Connection between data characteristics and statistical prediction performance
We investigated the connection between data properties of the bootstrap datasets and statistical prediction performance. As we identified DIA-NN in combination with the in silico predicted GPF-refined spectral library as an overall well performing DIA analysis workflow, we further investigated, which data properties (Supplementary Figure S9) correlate with benchmarking performance measures (Supplementary Figure S10).
In general, sample variance, kurtosis, skewness and the ratio of variances between two spike-in conditions only show little influence on the performance of statistical tests to detect differentially abundant proteins. The correlation behavior of the remaining data characteristics differ between the DIA analysis workflows (not shown).
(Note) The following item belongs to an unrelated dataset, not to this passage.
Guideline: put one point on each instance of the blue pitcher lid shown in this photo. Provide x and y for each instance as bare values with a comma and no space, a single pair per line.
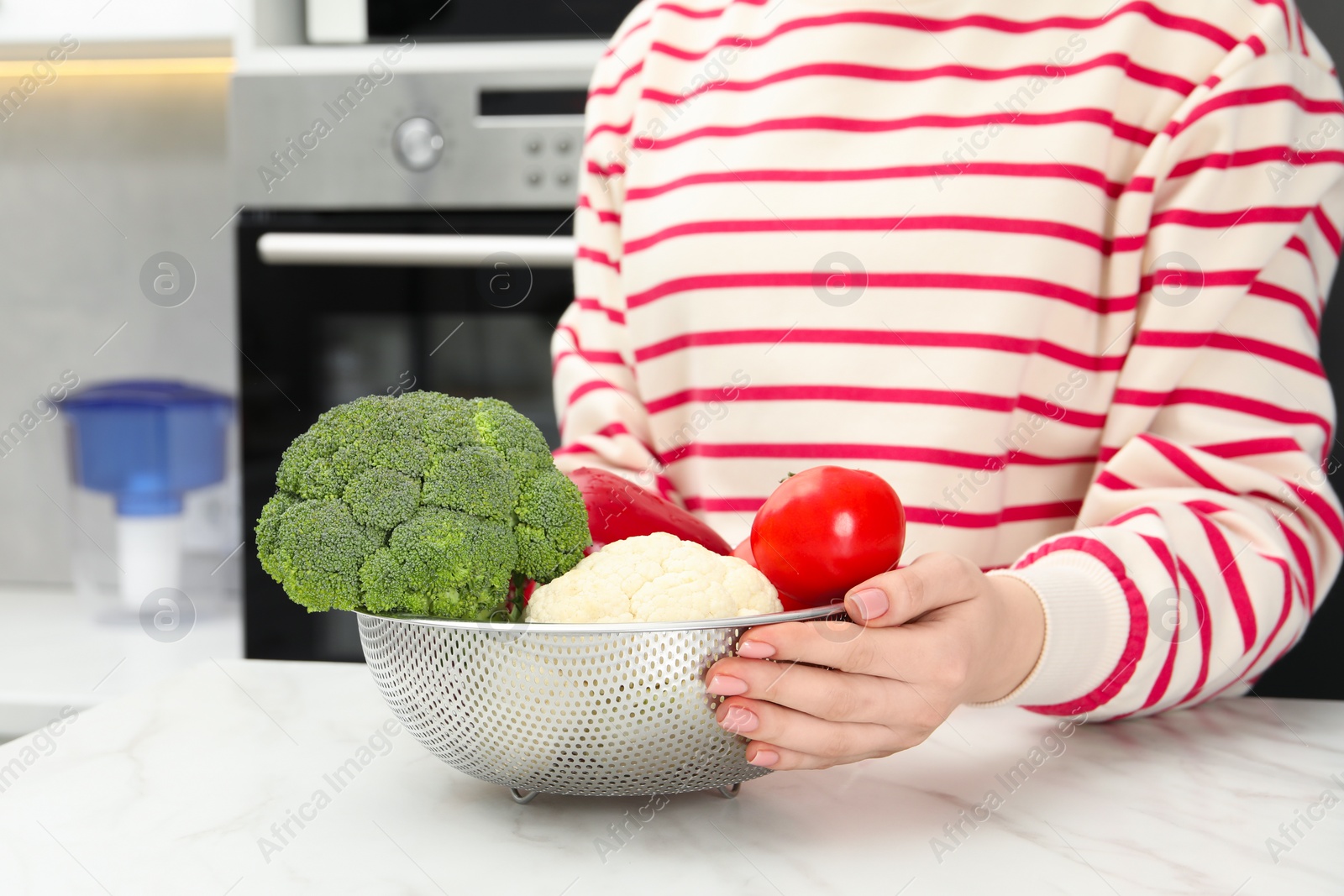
145,394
As we included different sample sizes during bootstrapping to mimic limited replicate availability, we were also able to investigate the performance of the different DIA analysis workflow for different sample sizes (Supplementary Figure S11). We observed a moderate positive correlation between pAUC values and sample size for all DIA analysis workflows (exemplarily shown in Supplementary Figure S12 for DIA-NN in combination with the in silico predicted GPF-refined spectral library).
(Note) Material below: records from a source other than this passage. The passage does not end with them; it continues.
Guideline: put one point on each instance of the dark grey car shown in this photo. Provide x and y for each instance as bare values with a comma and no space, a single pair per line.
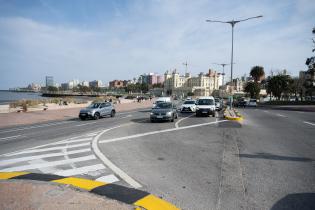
97,110
164,112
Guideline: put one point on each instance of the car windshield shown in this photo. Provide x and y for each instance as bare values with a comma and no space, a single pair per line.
205,102
163,106
189,102
94,105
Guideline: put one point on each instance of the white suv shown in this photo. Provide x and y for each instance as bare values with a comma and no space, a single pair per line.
205,106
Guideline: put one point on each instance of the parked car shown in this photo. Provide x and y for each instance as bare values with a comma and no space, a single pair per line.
241,104
188,106
162,100
252,103
218,104
166,111
205,106
97,110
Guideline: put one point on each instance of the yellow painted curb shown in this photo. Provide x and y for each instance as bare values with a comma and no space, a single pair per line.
132,196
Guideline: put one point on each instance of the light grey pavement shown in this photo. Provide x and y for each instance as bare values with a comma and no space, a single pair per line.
265,162
253,165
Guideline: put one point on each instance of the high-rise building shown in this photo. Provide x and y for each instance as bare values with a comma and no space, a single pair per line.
201,85
50,81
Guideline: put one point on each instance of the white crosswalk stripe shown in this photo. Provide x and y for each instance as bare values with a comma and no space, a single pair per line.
69,157
35,157
51,149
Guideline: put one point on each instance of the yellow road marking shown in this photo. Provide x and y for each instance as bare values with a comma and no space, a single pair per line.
8,175
81,183
152,202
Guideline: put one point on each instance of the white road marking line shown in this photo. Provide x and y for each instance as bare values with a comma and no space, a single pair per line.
176,124
49,149
35,126
10,137
66,156
309,123
80,170
45,170
28,158
156,132
22,159
86,124
111,165
280,115
108,179
45,145
125,116
73,141
48,164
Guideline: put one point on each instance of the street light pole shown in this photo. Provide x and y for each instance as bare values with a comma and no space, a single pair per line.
223,65
233,23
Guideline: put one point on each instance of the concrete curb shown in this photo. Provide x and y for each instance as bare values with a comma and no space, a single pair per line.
238,118
135,197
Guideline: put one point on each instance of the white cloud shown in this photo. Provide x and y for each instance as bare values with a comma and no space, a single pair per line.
156,36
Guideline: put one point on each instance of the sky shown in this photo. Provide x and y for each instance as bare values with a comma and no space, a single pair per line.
121,39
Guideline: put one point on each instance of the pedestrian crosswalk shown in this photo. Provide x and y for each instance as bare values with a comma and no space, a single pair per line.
69,157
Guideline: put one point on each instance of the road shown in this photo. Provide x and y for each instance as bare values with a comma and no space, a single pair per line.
265,162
Influence of sample size on statistical testing and performance
Overall, SAM performed best for all sample sizes over all workflows, except for Skyline, which showed the best performance in combination with ROTS. However, irrespective of the software suite, for small sample sizes (n < 5) limma achieved a similar performance to SAM and ROTS. Van Ooijen et al., who compared different statistical tools to detect differentially abundant proteome features, also found limma to perform well for small sample sizes 24.